Et d’abord, l’industrie privée, mue par l’intérêt personnel, ne fera que les choses susceptibles d’être rémunérées par l’échange. Toutes les fois qu’il sera nécessaire d’entretenir un service non susceptible de rémunération par l’échange, c’est l’État qui devra le faire. Ainsi l’État se charge chez nous de l’établissement et de l’entretien des routes et chemins ; sans doute l’industrie privée pourrait faire cela, elle l’a fait ailleurs ; mais l’industrie privée, c’est le péage sur les routes, c’est un système arriéré et anti-économique. Il faut que l’usage des routes et des chemins soit gratuit ; donc il faut que l’État s’en charge. On en pourrait dire autant des phares et fanaux, des stations météorologiques, etc. Ainsi encore, dans presque tous les pays civilisés, le service postal a été transformé en service public, et, quoique la question prête plus à controverse, l’orateur incline à croire que ce service revient à l’État.
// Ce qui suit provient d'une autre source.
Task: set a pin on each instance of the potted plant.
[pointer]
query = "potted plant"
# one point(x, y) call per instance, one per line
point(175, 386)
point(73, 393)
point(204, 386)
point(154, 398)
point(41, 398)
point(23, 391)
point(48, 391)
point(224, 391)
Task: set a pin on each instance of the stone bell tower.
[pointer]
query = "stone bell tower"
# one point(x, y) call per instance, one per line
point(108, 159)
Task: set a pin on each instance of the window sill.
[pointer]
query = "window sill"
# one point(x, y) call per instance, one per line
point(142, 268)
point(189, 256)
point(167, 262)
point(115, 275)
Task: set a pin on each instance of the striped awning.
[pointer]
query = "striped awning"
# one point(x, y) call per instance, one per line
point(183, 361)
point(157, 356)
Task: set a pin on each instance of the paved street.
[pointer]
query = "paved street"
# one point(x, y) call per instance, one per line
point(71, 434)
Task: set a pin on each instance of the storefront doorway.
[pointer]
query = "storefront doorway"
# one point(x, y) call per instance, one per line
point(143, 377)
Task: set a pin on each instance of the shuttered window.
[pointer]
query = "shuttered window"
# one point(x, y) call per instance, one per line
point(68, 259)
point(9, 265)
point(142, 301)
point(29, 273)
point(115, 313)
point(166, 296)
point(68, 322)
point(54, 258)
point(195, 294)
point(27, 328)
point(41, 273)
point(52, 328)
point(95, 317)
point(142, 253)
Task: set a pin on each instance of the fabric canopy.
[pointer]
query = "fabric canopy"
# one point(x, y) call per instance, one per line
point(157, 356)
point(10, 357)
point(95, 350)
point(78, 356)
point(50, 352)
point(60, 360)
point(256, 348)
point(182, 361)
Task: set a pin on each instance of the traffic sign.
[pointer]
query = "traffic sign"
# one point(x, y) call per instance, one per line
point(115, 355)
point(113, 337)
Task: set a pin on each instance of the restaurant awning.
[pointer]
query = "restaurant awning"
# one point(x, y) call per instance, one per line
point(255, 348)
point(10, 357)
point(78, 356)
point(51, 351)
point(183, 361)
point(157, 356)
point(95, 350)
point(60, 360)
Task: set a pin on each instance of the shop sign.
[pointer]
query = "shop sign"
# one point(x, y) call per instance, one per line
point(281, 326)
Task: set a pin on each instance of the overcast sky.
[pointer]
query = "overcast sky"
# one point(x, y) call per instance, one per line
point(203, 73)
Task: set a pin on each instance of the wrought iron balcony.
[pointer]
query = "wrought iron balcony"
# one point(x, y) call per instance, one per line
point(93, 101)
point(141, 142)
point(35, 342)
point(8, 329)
Il admet aussi que l’État est autorisé à faire certaines choses que commande le progrès économique, lorsque l’initiative individuelle est impuissante à les faire. Mais ici, il est à craindre que son intervention n’engourdisse de plus en plus l’initiative individuelle, et son intervention devra être comme une école destinée à apprendre aux citoyens à faire de grandes choses au moyen de l’association libre et spontanée. Mais voici un pays comme la Chine, qui n’a pas de chemins de fer, dont les habitants n’en comprennent pas l’utilité et n’en veulent pas faire, et qui cependant est désolé par des famines périodiques : qui oserait dire que, dans un tel pays, l’État ferait mal s’il établissait lui-même quelques grandes lignes destinées à mettre en communication les principaux centres et à faire comprendre aux habitants l’utilité des chemins de fer ? On voit qu’ici l’intervention de l’État n’est que supplétive ; elle est autorisée par l’état des mœurs et de la civilisation ; et cette concession, qui nous paraît forcée, ne nous empêchera pas de proclamer que la civilisation et le progrès sont du côté de la restriction des attributions de l’État et de l’épanouissement de l’individu. Toujours, en pareil cas, l’État devra intervenir par voie d’impulsion, plutôt que par voie d’action : il devra pousser l’individu à agir plutôt que de se substituer à elle, et il devra, dans tous les cas, lui céder la place le plus tôt possible. Au reste, qu’il intervienne par voie d’impulsion seulement, ou qu’il agisse lui-même, la règle est toujours la même : son intervention ne se légitime que s’il s’agit de choses d’intérêt commun, puisqu’elle est toujours défrayée de la bourse de tous les contribuables. Si cette condition était toujours observée, on ne verrait pas l’État, par exemple, protéger telles ou telles industries, toujours au détriment des autres et infailliblement au détriment des consommateurs ; et nous n’entendrions pas, par exemple, aujourd’hui, l’industrie agricole se plaindre, non sans raison, qu’on lui ait enlevé tous ses bras, attirés dans les centres manufacturiers par de hauts salaires que peuvent leur offrir les industries protégées, grâce à cette production même.

En résumé, l’initiative et l’action individuelle sont toujours préférables, dans les choses susceptibles de rémunération par l’échange, à l’intervention de l’État; le progrès est bien plutôt l’œuvre de l’individu que de l’État; mais M. Villey ne veut pas cependant récuser absolument et aveuglément l’État comme agent de progrès.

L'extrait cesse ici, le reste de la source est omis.